«Introdurre il salario minimo significa indebolire la contrattazione collettiva e quindi creare le condizioni per un futuro di povertà diffusa». Parole di Susanna Camusso, all'epoca leader della Cgil. L'ipotesi di un salario minimo era addirittura vista come un'invasione di campo, «non c'è nessuna ragione al mondo che giustifichi l'intervento del governo sulle regole contrattuali», sempre Camusso, ora senatrice Pd. In effetti, lo stesso concetto è stato ribadito per anni dai tre principali sindacati, «fortemente preoccupati - scrivevano in una nota Cgil, Cisl e Uil - da probabili effetti collaterali pericolosi che l'introduzione del salario minimo, diverso da quanto predisposto dai contratti nazionali, rischia di comportare». Una posizione sostenuta con la solita passione, fino a poco tempo fa, anche da Maurizio Landini, per il quale non deve essere una legge a stabilire il giusto salario, perchè «sono le parti sociali a farlo quando rinnovano i contratti nazionali», dichiarava nel 2019 intervistato dal Fatto, a cui spiegava che la questione non era affatto una priorità per la Cgil. Lo stesso Landini che a Roma l'altro giorno ha aizzato invece la piazza («È ora di introdurre un salario orario minimo sotto il quale nessuno deve essere pagato») contro il governo e contro il Cnel, a cui l'esecutivo avrebbe «subappaltato» l'affossamento della proposta dei 9 euro l'ora.
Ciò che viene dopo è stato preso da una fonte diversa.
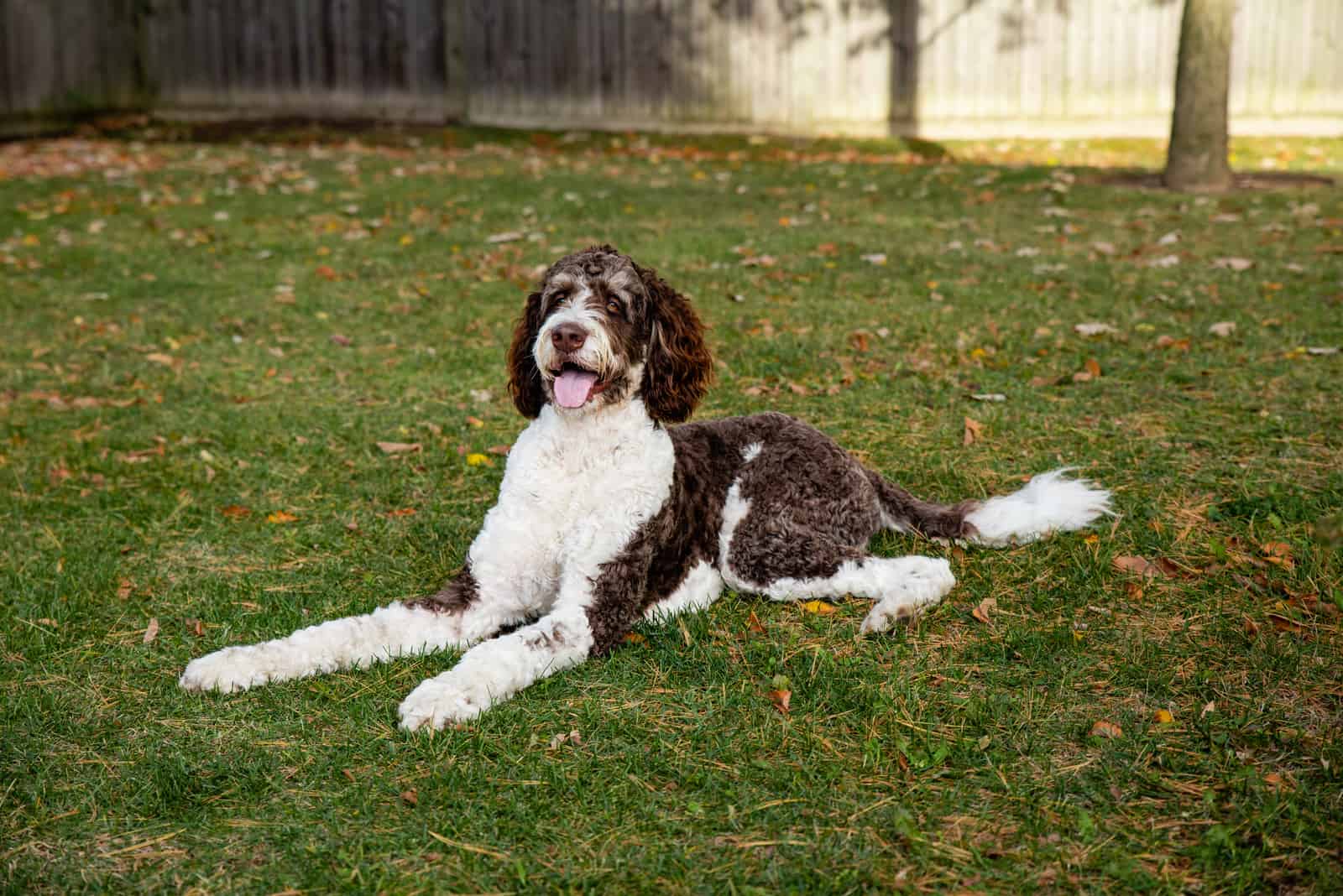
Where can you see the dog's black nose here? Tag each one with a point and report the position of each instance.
(568, 337)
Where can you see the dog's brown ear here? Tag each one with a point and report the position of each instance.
(678, 367)
(524, 378)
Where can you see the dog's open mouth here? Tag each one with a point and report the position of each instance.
(575, 385)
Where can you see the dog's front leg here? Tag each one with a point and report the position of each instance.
(457, 616)
(595, 609)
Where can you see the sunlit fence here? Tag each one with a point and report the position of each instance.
(931, 67)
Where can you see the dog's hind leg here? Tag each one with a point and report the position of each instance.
(452, 618)
(783, 562)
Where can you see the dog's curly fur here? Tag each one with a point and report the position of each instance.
(609, 514)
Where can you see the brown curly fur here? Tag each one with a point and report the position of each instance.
(678, 367)
(524, 378)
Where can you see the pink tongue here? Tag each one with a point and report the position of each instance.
(572, 388)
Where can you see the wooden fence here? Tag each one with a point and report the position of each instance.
(930, 67)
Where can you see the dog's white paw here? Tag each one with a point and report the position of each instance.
(234, 669)
(923, 581)
(438, 703)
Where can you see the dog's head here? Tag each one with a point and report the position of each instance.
(604, 331)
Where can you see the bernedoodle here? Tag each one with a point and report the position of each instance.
(610, 514)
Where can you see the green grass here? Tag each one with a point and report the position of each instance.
(171, 380)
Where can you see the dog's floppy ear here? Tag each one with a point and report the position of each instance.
(678, 367)
(524, 378)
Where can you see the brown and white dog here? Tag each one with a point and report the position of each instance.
(609, 514)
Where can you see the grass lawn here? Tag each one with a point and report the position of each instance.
(206, 344)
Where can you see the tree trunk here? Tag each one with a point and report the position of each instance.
(1197, 157)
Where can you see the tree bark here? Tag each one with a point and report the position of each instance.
(1197, 159)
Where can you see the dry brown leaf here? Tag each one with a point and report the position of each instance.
(1137, 565)
(1278, 553)
(400, 447)
(1105, 728)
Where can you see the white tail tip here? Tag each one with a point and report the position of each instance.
(1048, 503)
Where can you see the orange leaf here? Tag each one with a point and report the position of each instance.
(1105, 728)
(819, 608)
(1137, 565)
(986, 605)
(400, 447)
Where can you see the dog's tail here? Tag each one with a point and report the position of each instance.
(1048, 503)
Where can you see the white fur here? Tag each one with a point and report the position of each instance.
(1048, 503)
(383, 635)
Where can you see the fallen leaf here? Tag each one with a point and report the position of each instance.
(561, 739)
(985, 608)
(1105, 728)
(400, 447)
(1137, 565)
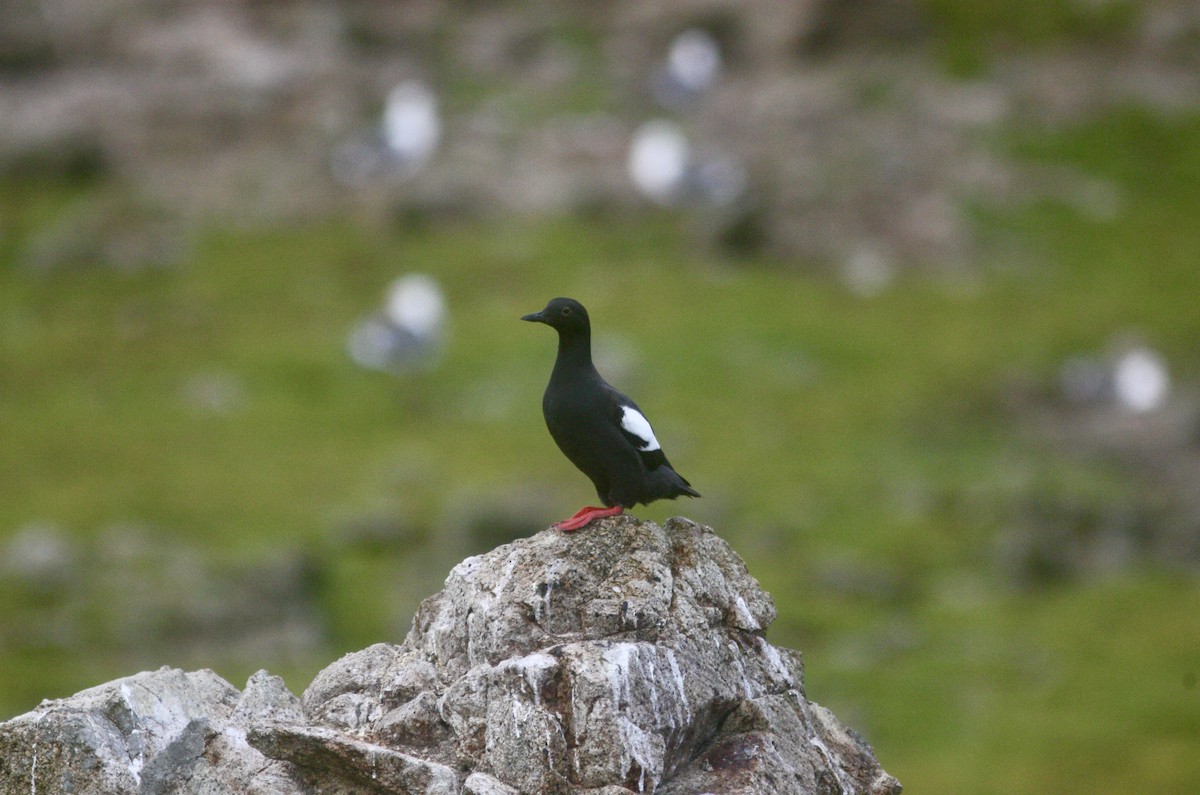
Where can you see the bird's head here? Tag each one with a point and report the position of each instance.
(565, 315)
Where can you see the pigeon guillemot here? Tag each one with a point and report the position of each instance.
(600, 430)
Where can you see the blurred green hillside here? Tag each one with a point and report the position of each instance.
(865, 455)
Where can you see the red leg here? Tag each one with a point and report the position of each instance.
(585, 515)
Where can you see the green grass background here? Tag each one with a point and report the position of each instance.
(828, 432)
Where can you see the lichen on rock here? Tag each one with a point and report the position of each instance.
(627, 657)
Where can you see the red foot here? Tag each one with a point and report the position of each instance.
(585, 515)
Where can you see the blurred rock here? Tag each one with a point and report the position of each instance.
(628, 657)
(841, 126)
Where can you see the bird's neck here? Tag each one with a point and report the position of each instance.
(574, 354)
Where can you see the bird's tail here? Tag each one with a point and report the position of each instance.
(679, 485)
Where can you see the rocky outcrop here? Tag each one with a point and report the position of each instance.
(628, 657)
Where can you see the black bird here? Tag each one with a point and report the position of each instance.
(600, 430)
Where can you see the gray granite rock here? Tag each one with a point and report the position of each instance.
(625, 657)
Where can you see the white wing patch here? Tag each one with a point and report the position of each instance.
(636, 424)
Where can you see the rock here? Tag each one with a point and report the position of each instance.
(161, 731)
(627, 657)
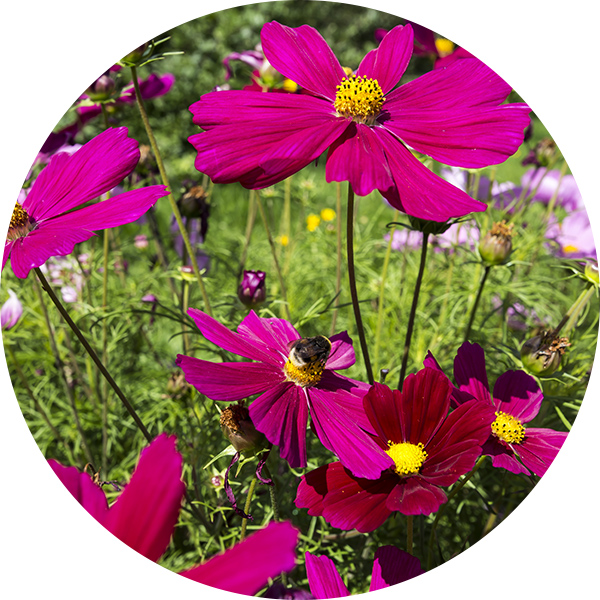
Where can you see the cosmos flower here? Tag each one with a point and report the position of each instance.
(390, 567)
(294, 376)
(11, 311)
(146, 512)
(46, 225)
(455, 115)
(516, 399)
(426, 448)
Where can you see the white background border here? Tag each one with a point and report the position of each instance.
(547, 51)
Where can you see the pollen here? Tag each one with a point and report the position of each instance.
(359, 98)
(508, 428)
(306, 376)
(408, 458)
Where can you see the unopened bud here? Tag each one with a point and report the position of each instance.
(496, 246)
(541, 355)
(238, 428)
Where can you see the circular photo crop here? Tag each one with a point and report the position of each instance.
(299, 299)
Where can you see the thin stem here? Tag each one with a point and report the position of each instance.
(413, 310)
(352, 281)
(442, 508)
(92, 354)
(338, 273)
(165, 180)
(486, 272)
(247, 506)
(263, 215)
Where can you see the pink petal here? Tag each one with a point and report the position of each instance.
(302, 55)
(357, 157)
(71, 180)
(420, 192)
(246, 567)
(392, 566)
(282, 415)
(342, 352)
(145, 514)
(340, 433)
(229, 381)
(83, 489)
(518, 394)
(387, 63)
(469, 371)
(323, 579)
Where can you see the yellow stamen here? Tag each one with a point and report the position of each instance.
(359, 99)
(408, 458)
(508, 428)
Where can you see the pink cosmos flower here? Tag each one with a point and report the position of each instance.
(455, 115)
(390, 567)
(145, 514)
(426, 448)
(516, 399)
(294, 376)
(46, 224)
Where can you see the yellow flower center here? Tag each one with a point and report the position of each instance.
(408, 458)
(359, 99)
(508, 428)
(20, 224)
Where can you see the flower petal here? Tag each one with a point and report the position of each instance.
(145, 514)
(357, 157)
(246, 567)
(420, 192)
(340, 433)
(281, 414)
(516, 393)
(229, 381)
(344, 501)
(71, 180)
(83, 489)
(392, 566)
(302, 55)
(323, 579)
(387, 63)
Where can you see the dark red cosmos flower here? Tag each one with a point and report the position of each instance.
(428, 448)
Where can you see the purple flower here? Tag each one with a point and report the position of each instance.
(390, 567)
(46, 225)
(294, 376)
(252, 290)
(517, 399)
(455, 115)
(11, 311)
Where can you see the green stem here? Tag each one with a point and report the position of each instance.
(413, 309)
(338, 273)
(165, 180)
(263, 215)
(442, 508)
(247, 506)
(352, 281)
(486, 272)
(92, 354)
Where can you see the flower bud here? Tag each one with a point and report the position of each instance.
(101, 89)
(252, 291)
(496, 246)
(541, 354)
(238, 428)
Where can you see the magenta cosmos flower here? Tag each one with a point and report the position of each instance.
(46, 224)
(294, 376)
(145, 514)
(390, 567)
(425, 446)
(455, 115)
(517, 399)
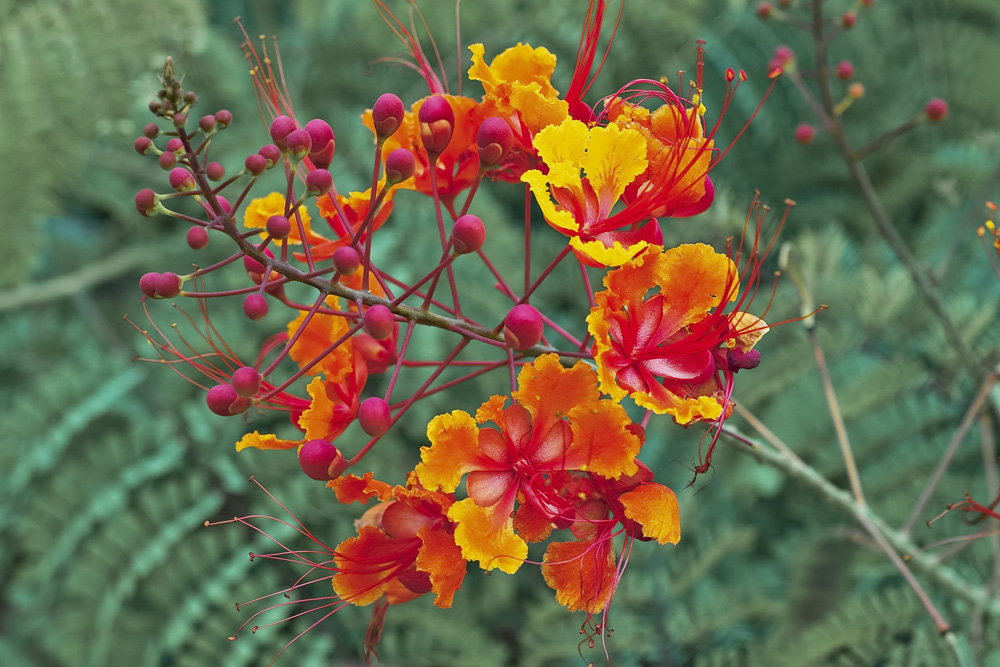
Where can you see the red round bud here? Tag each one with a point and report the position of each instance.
(805, 133)
(255, 164)
(320, 460)
(378, 321)
(437, 122)
(346, 260)
(197, 238)
(223, 400)
(280, 128)
(495, 140)
(399, 166)
(255, 306)
(318, 182)
(468, 234)
(324, 143)
(246, 381)
(374, 416)
(278, 226)
(299, 143)
(215, 171)
(523, 327)
(387, 115)
(167, 160)
(936, 110)
(143, 145)
(271, 153)
(148, 283)
(168, 285)
(182, 180)
(146, 202)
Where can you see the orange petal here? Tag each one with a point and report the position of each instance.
(487, 536)
(454, 451)
(441, 558)
(654, 507)
(582, 574)
(265, 441)
(351, 489)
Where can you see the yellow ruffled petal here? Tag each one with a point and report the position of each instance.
(486, 537)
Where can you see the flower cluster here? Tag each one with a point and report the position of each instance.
(555, 458)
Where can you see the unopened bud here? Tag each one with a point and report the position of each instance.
(468, 234)
(374, 416)
(280, 128)
(936, 110)
(378, 321)
(495, 140)
(346, 260)
(387, 115)
(318, 182)
(182, 180)
(523, 327)
(246, 381)
(437, 122)
(323, 143)
(320, 460)
(255, 306)
(168, 285)
(197, 238)
(399, 166)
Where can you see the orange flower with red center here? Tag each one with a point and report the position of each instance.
(668, 349)
(558, 423)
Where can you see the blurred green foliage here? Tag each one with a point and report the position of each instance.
(110, 467)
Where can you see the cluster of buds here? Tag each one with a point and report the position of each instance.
(556, 451)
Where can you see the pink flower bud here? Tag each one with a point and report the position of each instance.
(271, 153)
(182, 180)
(320, 460)
(255, 164)
(298, 143)
(936, 110)
(346, 260)
(324, 143)
(246, 381)
(197, 238)
(399, 166)
(845, 70)
(281, 127)
(168, 285)
(255, 306)
(374, 416)
(523, 326)
(278, 226)
(379, 322)
(148, 283)
(318, 182)
(223, 400)
(143, 145)
(495, 140)
(437, 122)
(146, 202)
(468, 234)
(387, 115)
(215, 171)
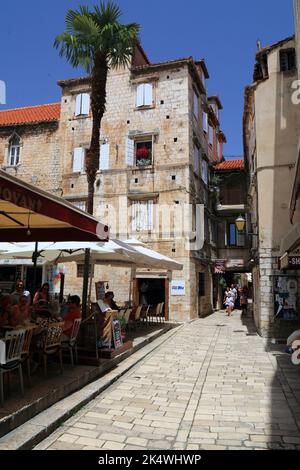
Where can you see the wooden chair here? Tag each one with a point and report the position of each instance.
(161, 315)
(14, 343)
(52, 344)
(71, 343)
(26, 353)
(145, 314)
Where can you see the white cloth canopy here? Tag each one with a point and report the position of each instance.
(114, 251)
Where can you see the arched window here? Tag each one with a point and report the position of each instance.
(14, 150)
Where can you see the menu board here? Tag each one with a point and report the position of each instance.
(117, 334)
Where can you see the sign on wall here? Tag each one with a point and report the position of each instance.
(178, 287)
(285, 297)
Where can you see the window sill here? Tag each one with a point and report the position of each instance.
(143, 108)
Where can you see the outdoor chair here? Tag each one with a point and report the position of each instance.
(51, 344)
(26, 355)
(161, 314)
(71, 343)
(145, 314)
(13, 343)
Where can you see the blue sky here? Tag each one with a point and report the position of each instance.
(222, 32)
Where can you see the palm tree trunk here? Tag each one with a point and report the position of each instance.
(98, 101)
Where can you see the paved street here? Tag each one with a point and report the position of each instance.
(214, 384)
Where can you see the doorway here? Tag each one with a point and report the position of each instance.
(153, 291)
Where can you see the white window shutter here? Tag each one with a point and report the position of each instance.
(129, 151)
(148, 94)
(150, 215)
(104, 157)
(205, 122)
(85, 104)
(196, 159)
(78, 159)
(134, 216)
(78, 105)
(140, 96)
(196, 105)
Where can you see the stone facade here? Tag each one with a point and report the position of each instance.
(172, 127)
(271, 123)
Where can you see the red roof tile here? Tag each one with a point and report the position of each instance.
(30, 115)
(230, 165)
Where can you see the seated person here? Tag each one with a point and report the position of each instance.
(110, 300)
(74, 311)
(20, 313)
(5, 307)
(104, 305)
(41, 301)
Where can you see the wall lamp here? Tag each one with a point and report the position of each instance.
(240, 224)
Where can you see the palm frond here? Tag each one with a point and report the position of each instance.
(107, 13)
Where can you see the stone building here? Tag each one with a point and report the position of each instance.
(233, 254)
(271, 132)
(160, 136)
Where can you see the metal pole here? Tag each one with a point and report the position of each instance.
(35, 256)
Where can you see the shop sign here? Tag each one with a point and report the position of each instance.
(235, 263)
(178, 287)
(219, 266)
(285, 297)
(290, 262)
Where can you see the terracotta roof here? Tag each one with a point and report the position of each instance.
(230, 165)
(267, 49)
(30, 115)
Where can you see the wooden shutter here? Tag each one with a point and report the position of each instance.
(196, 105)
(78, 159)
(140, 96)
(129, 151)
(205, 122)
(196, 159)
(104, 157)
(150, 214)
(78, 105)
(85, 104)
(148, 94)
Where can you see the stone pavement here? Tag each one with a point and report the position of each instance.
(214, 384)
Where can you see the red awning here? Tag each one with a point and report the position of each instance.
(31, 214)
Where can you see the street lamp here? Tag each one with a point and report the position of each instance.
(240, 223)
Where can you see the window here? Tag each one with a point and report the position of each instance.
(143, 153)
(211, 135)
(78, 159)
(14, 150)
(144, 95)
(142, 215)
(80, 204)
(205, 122)
(82, 104)
(196, 105)
(80, 270)
(205, 171)
(104, 157)
(196, 160)
(235, 238)
(201, 284)
(287, 60)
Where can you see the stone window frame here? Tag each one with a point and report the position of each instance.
(8, 147)
(143, 81)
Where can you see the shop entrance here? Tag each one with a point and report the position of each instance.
(153, 291)
(30, 279)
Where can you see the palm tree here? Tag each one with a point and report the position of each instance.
(96, 41)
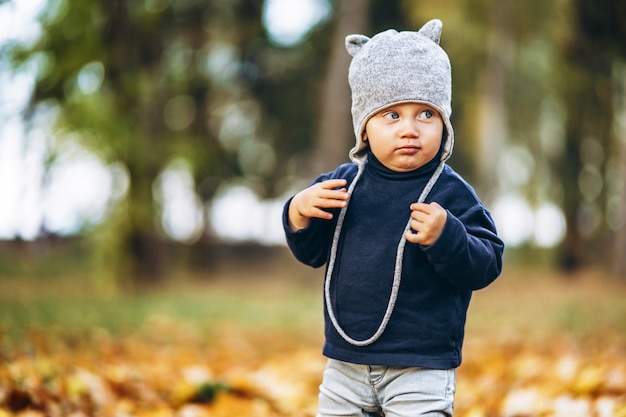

Cosa è cambiato? Nulla, in realtà, nelle posizioni dei sindacati, che difendono il loro core business, cioè la contrattazione collettiva, che sarebbe indebolita da un salario minimo di legge per tutti. Quello che è cambiato è il calcolo politico, specie della Cgil, la sigla da sempre vicina al Pd. Il sindacato ha scelto una bandierina da sventolare nelle piazze, quella del salario minimo, sapendo bene che la proposta di legge depositata alla Camera da Pd, M5S, Alleanza Verdi-Sinistra e +Europa non ha alcuna possibilità di passare. Uno strumento utile per fare asse con l'opposizione e ritagliarsi uno spazio politico, quindi, senza correre il rischio che diventi realtà. Visto che per i sindacati un minimo salariale fissato per legge è sempre stato come il fumo negli occhi.
La conversione opportunistica colpisce nella Cgil, ma riguarda anche altri (la Cisl invece è rimasta coerente). Per Pierpaolo Bombardieri, segretario Uil, adesso «il salario minimo serve in questo Paese, il Cnel sbaglia». Ma ha sempre detto il contrario, «la strada che condividiamo è il rafforzamento della contrattazione collettiva, noi preferiamo che siano i minimi contrattuali ad essere identificati come salario minimo, perchè in molti casi sono più alti» sosteneva Bombardieri solo un anno fa. Una posizione, tra l'altro, molto simile a quella del governo Meloni e del Cnel (proprio oggi alle 15 è in programma la conferenza stampa del presidente Cnel Renato Brunetta per illustrare il documento finale sul lavoro povero e il salario minimo). Nella scorsa legislatura si è discusso di salario minimo, e nelle audizioni i sindacati si sono sempre schierati contro, per molte ragioni, tra cui il rischio di ottenere l'effetto contrario, «favorire una fuoriuscita dall'applicazione dei Ccnl rivelandosi così uno strumento per abbassare salari e tutele».
Ma non è solo il sindacato ad aver sposato una battaglia in cui non ha mai creduto. «L'introduzione del salario minimo indebolisce i lavoratori, non li rafforza», parola (nel 2021) di Andrea Orlando, ex ministro Pd e grande supporter della mozione Schlein.